Слива помедлил, перевел дух и начал:

– Обычная история. Сначала был солдатом, потом бандитом, потом грузчиком, потом бичом и алкашом. В тюрьме не сидел, врать не стану. Только на следствии немного. С женой в разводе. Дети взрослые. Сын и дочь. Жалеют меня, помочь хотят, я от них прячусь. Не от закона бегаю, а от себя. Злости во мне много, подлости и кайфа… Раньше все на риск, на водку и на дурь мерил, теперь сил мало, а страху много. Богу молиться не могу. С людьми общаться тоже. Боюсь их или не люблю, за что – сам не пойму. К детям только нормально, и то не ко всем.

Волдырь курил, убирал со стола, ковырял в печи кочергой и молчал, но Слива видел, тот слушает внимательно и, кажется, не удивлен.

– Никто, главное, не виноват ни в чем, а мне не легче, – заговорил опять Слива. – Везде подвох вижу. Вот рассуди. Работал я на одного хозяина. Плитку клеил во дворе, возле бассейна.

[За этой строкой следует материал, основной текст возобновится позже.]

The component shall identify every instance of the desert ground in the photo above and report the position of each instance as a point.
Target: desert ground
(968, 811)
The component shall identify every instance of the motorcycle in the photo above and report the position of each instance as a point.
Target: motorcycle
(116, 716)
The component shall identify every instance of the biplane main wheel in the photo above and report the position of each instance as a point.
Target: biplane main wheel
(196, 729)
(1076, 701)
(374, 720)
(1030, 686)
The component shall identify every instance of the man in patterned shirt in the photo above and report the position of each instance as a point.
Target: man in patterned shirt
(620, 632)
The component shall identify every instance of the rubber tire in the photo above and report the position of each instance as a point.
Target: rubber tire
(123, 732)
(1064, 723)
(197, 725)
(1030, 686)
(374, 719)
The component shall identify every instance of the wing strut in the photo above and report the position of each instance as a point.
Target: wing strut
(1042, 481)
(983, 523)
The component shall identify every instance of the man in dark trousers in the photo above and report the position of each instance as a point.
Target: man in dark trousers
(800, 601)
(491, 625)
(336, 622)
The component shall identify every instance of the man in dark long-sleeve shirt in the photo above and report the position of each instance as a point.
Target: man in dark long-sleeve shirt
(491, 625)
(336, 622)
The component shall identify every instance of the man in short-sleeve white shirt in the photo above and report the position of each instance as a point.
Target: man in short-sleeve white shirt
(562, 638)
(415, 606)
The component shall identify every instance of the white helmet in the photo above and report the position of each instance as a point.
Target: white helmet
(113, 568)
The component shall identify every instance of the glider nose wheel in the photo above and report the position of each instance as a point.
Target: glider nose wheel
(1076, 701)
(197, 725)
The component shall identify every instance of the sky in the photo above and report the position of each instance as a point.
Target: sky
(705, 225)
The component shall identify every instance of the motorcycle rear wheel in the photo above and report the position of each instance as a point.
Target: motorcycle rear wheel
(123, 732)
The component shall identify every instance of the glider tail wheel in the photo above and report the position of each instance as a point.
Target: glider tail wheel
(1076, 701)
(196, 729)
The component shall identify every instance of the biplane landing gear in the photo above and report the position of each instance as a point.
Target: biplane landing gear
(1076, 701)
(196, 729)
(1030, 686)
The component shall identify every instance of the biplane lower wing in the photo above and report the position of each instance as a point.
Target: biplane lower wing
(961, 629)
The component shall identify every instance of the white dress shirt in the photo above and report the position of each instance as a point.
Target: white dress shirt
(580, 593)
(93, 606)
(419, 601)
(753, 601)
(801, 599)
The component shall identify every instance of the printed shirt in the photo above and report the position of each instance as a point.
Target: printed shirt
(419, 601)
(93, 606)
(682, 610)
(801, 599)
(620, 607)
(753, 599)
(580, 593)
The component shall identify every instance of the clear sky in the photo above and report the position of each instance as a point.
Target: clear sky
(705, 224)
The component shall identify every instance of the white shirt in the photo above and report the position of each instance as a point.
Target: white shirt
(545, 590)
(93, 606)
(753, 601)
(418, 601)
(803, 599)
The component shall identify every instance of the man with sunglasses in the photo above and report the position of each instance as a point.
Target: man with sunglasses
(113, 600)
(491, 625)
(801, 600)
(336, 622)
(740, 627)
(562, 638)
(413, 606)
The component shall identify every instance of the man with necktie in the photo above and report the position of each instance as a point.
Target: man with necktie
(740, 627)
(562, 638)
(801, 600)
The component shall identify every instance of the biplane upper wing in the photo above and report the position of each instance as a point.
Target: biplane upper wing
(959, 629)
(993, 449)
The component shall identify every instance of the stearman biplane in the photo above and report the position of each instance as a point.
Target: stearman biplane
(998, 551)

Богатый хозяин. Умный. Образованный. Посмотрел, что я ровно кладу, говорит, дам тебе три рубля, как закончишь. А мне как раз три рубля надо было, последние алименты уплатить, дочке восемнадцать уже. Поклеил я, а он говорит, нет сейчас денег. Потом. Я говорю, как нет? А так. Нет, и все. Потом. Я подождал немного, не дает денег. Ну и залез ночью к нему во двор. Собака у него хорошая, алабайша, Матильдой зовут. Меня знает, не залаяла, я и разобрал всю поклейку обратно. В углу аккуратно сложил. Так же тихо и ушел, через забор. Как считаешь, прав я или нет?